Sociedade

Lisboa tem mais dísticos que lugares

A EMEL gere 65 mil de um total de 200 lugares de estacionamento em Lisboa. No entanto, já foram distribuídos 67 500 dísticos de residente. Resultado? O caos instalado em algumas zonas da cidade

Quem acede ao site da EMEL depara-se imediatamente com uma frase que não antevê um cenário pacífico. «Todos os dias, mais de 600 mil automobilistas disputam 200 mil lugares de estacionamento na cidade de Lisboa», escreve a Empresa Municipal de Estacionamento. Falamos aqui de todo o tipo de estacionamento, até porque a EMEL gere apenas 65 mil desses espaços.

No entanto, apesar do estacionamento ser finito, o mesmo não acontece com os dísticos de residente. Assim, para os 65 mil lugares disponíveis, a EMEL já atribuiu 67.500 dísticos. Isto porque o regulamento municipal prevê a emissão de três dísticos por imóvel – serviço gratuito para o primeiro carro em que terá de pagar 12 euros pelo emolumento, o segundo já terá de pagar 30 euros e o terceiro 120 euros – acrescidos de dois dísticos adicionais caso se comprove a residência de dois ou mais agregados familiares diferentes na mesma morada.

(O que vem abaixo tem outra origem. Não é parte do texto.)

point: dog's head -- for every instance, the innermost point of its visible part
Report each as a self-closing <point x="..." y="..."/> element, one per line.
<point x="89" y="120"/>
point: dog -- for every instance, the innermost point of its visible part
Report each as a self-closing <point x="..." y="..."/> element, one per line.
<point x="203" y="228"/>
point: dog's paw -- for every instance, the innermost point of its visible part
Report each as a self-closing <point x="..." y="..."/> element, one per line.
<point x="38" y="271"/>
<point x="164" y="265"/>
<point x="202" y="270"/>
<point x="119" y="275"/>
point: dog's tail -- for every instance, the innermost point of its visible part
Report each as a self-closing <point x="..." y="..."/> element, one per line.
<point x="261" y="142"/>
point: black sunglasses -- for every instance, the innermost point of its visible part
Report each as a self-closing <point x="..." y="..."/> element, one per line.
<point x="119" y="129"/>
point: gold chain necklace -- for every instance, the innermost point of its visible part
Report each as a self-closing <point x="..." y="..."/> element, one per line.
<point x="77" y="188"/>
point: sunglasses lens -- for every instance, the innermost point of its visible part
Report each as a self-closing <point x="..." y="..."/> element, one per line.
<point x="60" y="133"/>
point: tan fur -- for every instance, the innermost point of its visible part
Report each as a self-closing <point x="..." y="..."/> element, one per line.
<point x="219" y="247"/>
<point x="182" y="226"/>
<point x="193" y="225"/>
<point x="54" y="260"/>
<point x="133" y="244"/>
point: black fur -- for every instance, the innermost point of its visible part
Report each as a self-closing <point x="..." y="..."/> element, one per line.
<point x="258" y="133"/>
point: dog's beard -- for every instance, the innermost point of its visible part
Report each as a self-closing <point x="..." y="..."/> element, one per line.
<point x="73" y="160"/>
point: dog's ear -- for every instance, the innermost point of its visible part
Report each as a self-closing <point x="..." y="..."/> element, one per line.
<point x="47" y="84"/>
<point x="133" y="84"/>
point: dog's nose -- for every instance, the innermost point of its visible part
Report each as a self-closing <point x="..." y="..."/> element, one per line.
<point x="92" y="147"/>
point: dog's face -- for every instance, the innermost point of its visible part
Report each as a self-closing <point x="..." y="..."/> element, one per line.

No entanto, segundo fonte da empresa, «a situação mais comum, mas com variações consoante as zonas da cidade, é de dois dísticos por fogo», revela ao SOL.

 

Zonas problemáticas

O facto de a empresa ter vindo a expandir a sua área de influência fez disparar o número de pedidos de dísticos. No entanto, na maioria das zonas geridas pela EMEL, o horário durante o qual apenas os moradores com dístico não pagam estacionamento cinge-se a um período entre as 9h e as 19h. A partir dessa hora, qualquer pessoa pode estacionar.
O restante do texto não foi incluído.